Tue Jan 6 19:58:34 EST 2004

[Skip]
> ...
> Another apparently strongly hammy token (prob 0.092) had me confused
> for a bit.

It still has me confused.

> When I ran extractmessages.py to identify the messages containing
> 'bi:skip:w 20 skip:w 10', only two hams and two spams turned up.
> That should have resulted in a spamprob close to 0.5, not 0.1.

That *may* be true, but you haven't revealed enough to say whether it should
be true.  If, for example, you've trained on much more spam than ham, a
feature that appears twice in each kind will have a spamprob less than 0.5,
and closer to 0 the greater the training imbalance.

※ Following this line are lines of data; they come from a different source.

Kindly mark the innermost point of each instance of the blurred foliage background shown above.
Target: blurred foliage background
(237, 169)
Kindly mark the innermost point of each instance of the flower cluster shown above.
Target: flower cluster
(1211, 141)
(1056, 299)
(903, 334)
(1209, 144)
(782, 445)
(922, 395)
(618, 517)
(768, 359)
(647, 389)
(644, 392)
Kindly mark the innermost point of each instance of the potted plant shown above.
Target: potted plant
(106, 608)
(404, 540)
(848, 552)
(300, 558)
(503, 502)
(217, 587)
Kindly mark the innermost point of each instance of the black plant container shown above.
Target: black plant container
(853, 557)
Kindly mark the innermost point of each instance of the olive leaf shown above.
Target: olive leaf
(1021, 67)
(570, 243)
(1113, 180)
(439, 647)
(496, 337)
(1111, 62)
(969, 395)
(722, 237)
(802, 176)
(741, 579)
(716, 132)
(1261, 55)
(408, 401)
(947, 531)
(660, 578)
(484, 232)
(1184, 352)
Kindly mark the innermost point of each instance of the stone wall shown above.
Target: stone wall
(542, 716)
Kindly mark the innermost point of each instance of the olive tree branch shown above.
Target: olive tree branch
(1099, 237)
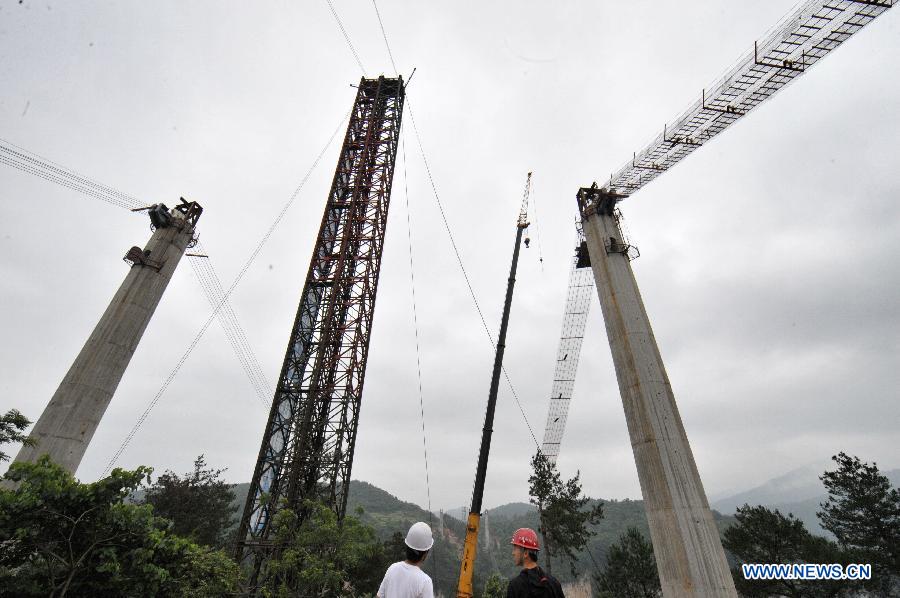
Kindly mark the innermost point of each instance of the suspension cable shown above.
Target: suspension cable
(227, 294)
(31, 163)
(463, 268)
(346, 37)
(412, 285)
(384, 35)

> I eventually figured out that the way I generate bigrams:
>
>     for t in Classifier()._enhance_wordstream(tokenize(msg)):
>         ...
>
> uses the current training database to decide which tokens should be
> generated, the leading & trailing unigrams or the bigram of the two.
> All possible bigrams are not generated.

We covered most of this before, but I'll add that the same code is used to
generate features for training (which is a different process than scoring):
a feature is in your training database if and only if _enhance_wordstream()
generated the feature during training of some message you trained on
(there's no concept of "tiling" during training, only during scoring).